In relation to the charge that rape was complexed with the crime of serious physical injuries, we stress the settled principle
that a person who creates in another’s mind an immediate sense of danger that causes the latter to try to escape is responsible for
whatever the other person may consequently suffers. In this case, Josephine jumped from a window of her house to escape from
Appellant Castromero; as a result, she suffered serious physical injuries, specifically a broken vertebra which required medical
attention and surgery for more than ninety days. This being the case, the court a quo correctly convicted Appellant Castromero of
the complex crime of rape with serious physical injuries.

PEOPLE vs. IRENEO JUGUETA


G.R. No. 202124

FACTS:
The facts of the case show that on or about 9:00 o’clock in the evening of 6th day of June, 2002, at Barangay Caridad Ilaya,
Municipality of Atimonan, Province of Quezon, Philippines and within the jurisdiction of this Honorable Court, the above-named
accused, conspiring and confederating together and mutually helping one another, armed with short firearms of undetermined
calibres, with intent to kill, qualified by treachery, with evident premeditation and abuse of superior strength, did then and there
wilfully, unlawfully and feloniously attack, assault, and shoot with the said firearms the house occupied by the family of Norberto
Divina, thereby commencing the commission of the crime of Murder, directly by overt acts, but did not perform all the acts of
execution which would have produced it by reason of some cause or accident other than the spontaneous desistance of the
accused, that is, the occupants Norberto Divina, his wife Maricel Divina and children Elizabeth Divina and Judy Ann Divina, both
elementary pupils and who are minors, were not hit.

ISSUE:
Whether or not the act committed by the appellant is that of a complex crime of murder;

HELD:
The Courts ruled in the negative.
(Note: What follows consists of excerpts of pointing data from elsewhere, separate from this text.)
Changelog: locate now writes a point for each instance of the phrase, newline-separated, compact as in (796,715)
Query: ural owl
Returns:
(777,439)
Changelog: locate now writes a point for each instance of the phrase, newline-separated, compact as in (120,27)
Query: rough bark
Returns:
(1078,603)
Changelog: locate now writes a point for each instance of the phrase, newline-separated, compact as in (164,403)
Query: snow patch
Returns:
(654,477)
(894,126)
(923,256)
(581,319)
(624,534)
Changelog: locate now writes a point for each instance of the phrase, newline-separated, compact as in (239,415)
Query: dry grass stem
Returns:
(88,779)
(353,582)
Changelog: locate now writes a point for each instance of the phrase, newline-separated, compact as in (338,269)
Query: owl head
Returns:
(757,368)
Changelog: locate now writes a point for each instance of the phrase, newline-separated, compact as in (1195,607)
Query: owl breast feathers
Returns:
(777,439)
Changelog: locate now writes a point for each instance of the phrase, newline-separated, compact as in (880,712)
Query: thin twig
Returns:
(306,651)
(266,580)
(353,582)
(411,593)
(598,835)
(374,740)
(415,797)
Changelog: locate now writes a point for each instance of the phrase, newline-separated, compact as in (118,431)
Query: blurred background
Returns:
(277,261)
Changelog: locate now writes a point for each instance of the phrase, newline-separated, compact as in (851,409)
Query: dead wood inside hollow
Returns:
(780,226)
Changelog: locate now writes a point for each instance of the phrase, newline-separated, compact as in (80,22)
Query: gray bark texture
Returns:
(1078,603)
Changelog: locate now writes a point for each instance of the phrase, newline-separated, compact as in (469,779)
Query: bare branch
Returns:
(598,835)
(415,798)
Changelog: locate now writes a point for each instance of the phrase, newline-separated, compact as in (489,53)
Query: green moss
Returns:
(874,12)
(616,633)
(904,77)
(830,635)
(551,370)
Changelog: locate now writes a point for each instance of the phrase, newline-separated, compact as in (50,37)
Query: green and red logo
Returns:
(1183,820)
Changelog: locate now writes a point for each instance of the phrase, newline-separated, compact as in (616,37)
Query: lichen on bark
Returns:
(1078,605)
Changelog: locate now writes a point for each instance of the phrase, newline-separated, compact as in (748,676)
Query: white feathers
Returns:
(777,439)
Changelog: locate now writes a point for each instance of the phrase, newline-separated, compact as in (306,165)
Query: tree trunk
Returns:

In a complex crime, two or more crimes are actually committed, however, in the eyes of the
law and in the conscience of the offender they constitute only one crime, thus, only one penalty is imposed. There are two kinds of
complex crime. The first is known as a compound crime, or when a single act constitutes two or more grave or less grave felonies while
the other is known as a complex crime proper, or when an offense is a necessary means for committing the other. The classic example
of the first kind is when a single bullet results in the death of two or more persons. A different rule governs where separate and distinct
acts result in a number killed. Deeply rooted is the doctrine that when various victims expire from separate shot, such acts constitute
separate and distinct crimes.
As is evident from the shooting incident, it clearly shows that appellant and the two others, in firing successive and
indiscriminate shots at the family of Norberto from their respective firearms, intended to kill not only Norberto, but his entire family.
When several gunmen, as in this case, indiscriminately fire a series of shots at a group of people, it shows their intention to kill several
individuals. Hence, they are committing not only one crime. What appellant and his cohorts committed cannot be classified as a
complex crime because as held in People v. Nelmida, “each act by each gunman pulling the trigger of their respective firearms, aiming
each particular moment at different persons constitute distinct and individual acts which cannot give rise to a complex crime.”